Так же, как творческое Я поэта не покрывается эмпирическим Я, так обратно последнее не покрывается первым. В безлицем параде опутанных квартирной паутиной знакомых
Этот жуткий двойник, бытовое Я — собственник-приобретатель, которого Хлебников противопоставляет изобретателю. Его пафос — стабилизация и самоотмежевание: “И угол мой, и хозяйство мое — и мой на стене портретик”.
Призрак незыблемости миропорядка — квартирочного быта вселенной — гнетет поэта. “Глухо, вселенная спит”.
Этой невыносимой мощи должно быть противопоставлено небывалое восстание, имени для которого еще нет. “Революция царя лишит царева звания. Революция на булочную бросит голод толп. Но тебе какое дам название?” Термины классовой борьбы только условные уподобления, только приблизительная символизация, один из планов, pars pro toto.

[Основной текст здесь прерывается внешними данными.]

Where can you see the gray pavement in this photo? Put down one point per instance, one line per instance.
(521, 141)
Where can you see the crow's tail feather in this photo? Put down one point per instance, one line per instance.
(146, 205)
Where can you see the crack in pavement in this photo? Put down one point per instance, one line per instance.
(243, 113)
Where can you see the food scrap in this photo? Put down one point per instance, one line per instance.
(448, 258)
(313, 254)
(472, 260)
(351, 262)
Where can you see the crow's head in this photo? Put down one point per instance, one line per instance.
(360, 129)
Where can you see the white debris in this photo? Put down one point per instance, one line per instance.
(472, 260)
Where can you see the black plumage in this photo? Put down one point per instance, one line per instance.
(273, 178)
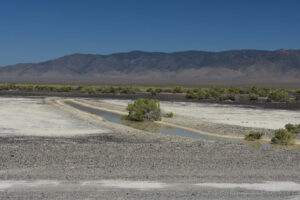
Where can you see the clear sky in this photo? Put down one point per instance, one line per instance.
(38, 30)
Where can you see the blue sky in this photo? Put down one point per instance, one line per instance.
(38, 30)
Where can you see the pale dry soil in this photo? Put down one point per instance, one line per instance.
(111, 161)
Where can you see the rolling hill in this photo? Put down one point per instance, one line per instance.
(235, 67)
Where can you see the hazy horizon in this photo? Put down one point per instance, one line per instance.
(35, 31)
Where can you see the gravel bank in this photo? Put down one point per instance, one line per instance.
(123, 153)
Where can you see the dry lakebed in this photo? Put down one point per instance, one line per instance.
(61, 148)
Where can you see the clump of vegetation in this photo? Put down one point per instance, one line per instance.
(251, 136)
(154, 91)
(283, 137)
(169, 115)
(63, 89)
(144, 109)
(294, 128)
(253, 97)
(190, 95)
(127, 90)
(177, 89)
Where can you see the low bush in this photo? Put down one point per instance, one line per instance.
(294, 128)
(169, 115)
(177, 89)
(63, 89)
(251, 136)
(144, 109)
(282, 136)
(253, 97)
(190, 95)
(127, 90)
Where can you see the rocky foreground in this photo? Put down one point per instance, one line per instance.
(123, 153)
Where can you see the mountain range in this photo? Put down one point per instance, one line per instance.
(233, 67)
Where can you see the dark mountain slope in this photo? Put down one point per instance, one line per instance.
(189, 67)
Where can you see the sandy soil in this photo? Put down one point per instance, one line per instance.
(127, 154)
(217, 119)
(31, 116)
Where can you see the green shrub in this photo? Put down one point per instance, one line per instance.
(201, 95)
(63, 89)
(251, 136)
(231, 96)
(169, 115)
(297, 95)
(253, 97)
(167, 90)
(282, 136)
(127, 90)
(144, 109)
(177, 89)
(242, 97)
(190, 95)
(294, 128)
(279, 96)
(153, 91)
(109, 90)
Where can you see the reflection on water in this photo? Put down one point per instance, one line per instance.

Поэт, “битв не бывших видевший перипетии”, переосмысляет привычную терминологию. В набросках к 150.000.000 даются следующие характерные определения: “Быть буржуем — это не то, что капитал иметь, золотые транжиря. Это у молодых на горле мертвецов пята, это рот, зажатый комьями жира. Быть пролетарием это не значит быть чумазым, тем, кто заводы вертит. Быть пролетарием — грядущее любить, грязь подвалов взорвавшее — верьте”.
Изначальная слитность поэзии М-го с темой революции многократно отмечалась. Но без внимания оставлена была иная неразрывность мотивов в творчестве М-го: революция и гибель поэта. На это намеки уже в Трагедии, а дальнейшем неслучайность этого сочетания становится “ясна до галлюцинаций”. Армии подвижников обреченным добровольцам пощады нет! Поэт — искупительная жертва во имя грядущего подлинно вселенского воскресения (тема Войны и мира). Когда в терновом венце революций придет который-то год, “вам я душу вытащу, растопчу, чтоб большая! — и окровавленную дам, как знамя” (тема Облака). В стихах революционных лет о том же рассказано в терминах прошедшего времени. Поэт, мобилизованный революцией, встал “на горло собственной песне” (это из последних стихов, напечатанных при жизни М-го; обращение к товарищам-потомкам, написанное в ясном сознании скорого конца). В поэме “Про это” поэт истреблен бытом: “Окончилась бойня *** Лишь на Кремле поэтовы клочья сияли по ветру красным флажком”. Этот мотив недвусмысленно вторит образам Облака.